I was thinking of a range of different titles for this particular post – but then I thought of the disappointment that any number of 13 year boys would feel when they pulled up a site about gardening rather than what they intended to produce from their Google enquiry, so I decided on a sceintificish rather than salacious name. Actually I do find that showing kids how to hand pollinate a pumpkin is quite a good way of explaining sex, or human reproduction without the ummming and errring I usually resort to when attempting to explain how babies are made.
500m2 in Sydney did a lovely piece on this a few weeks ago and while I tread very similar ground here I had the photos so I thought I would write on the topic anyway. Besides I see no problem with cluttering up the internet with pumpkin related posts.
Why hand pollinate?
If you can see pumpkins forming on your plants but they are never reaching sizes greater than a golf or tennis ball (how large non-pollinated ones get depends on the variety) then one possibility is that they are not being pollinated. Bees are great pollinators but if you are lacking bees or they are off fertilising elsewhere hand pollination is a great backup plan.
How to hand pollinate?
It is best to do this is the morning as the female flowers tend to close in the afternoon.

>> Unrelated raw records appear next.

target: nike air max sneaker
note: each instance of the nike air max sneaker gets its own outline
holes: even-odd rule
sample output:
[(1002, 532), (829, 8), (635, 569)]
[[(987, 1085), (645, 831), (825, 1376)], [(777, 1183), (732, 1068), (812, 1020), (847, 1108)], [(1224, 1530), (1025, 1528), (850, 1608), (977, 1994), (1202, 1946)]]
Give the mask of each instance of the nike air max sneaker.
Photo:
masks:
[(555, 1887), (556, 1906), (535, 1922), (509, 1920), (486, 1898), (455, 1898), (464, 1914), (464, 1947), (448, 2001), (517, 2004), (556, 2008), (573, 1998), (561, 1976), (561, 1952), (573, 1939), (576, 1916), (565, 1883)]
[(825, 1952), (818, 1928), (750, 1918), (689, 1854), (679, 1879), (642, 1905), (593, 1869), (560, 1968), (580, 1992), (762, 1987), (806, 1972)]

To hand pollinate you will need a male and a female flower. Male flowers have long stalks and the female ones are the ones that you can see baby fruits forming behind.
Cut a male flower off the plant with a decent bit of stalk attatched. You need to make sure the pollen is ready – to test if you very gently touch the stamen of the flower and pollen comes off on your hand then it is ready.
Remove the petals from the flower. Try not to tip the flower upside down as you want to retain as much pollen as possible.
Place the stamen of the male flower inside the female flower touching as much of the stigma as possible. You want to make sure all the different bits of the stigma get pollinated.
Cross your fingers and wait for pumpkins to form.
Note: If you are saving seed make sure you hand pollinate with a flower from the same kind of pumpkin (or indeed the same plant), if you are not worried about saving seeds you can use any male flower.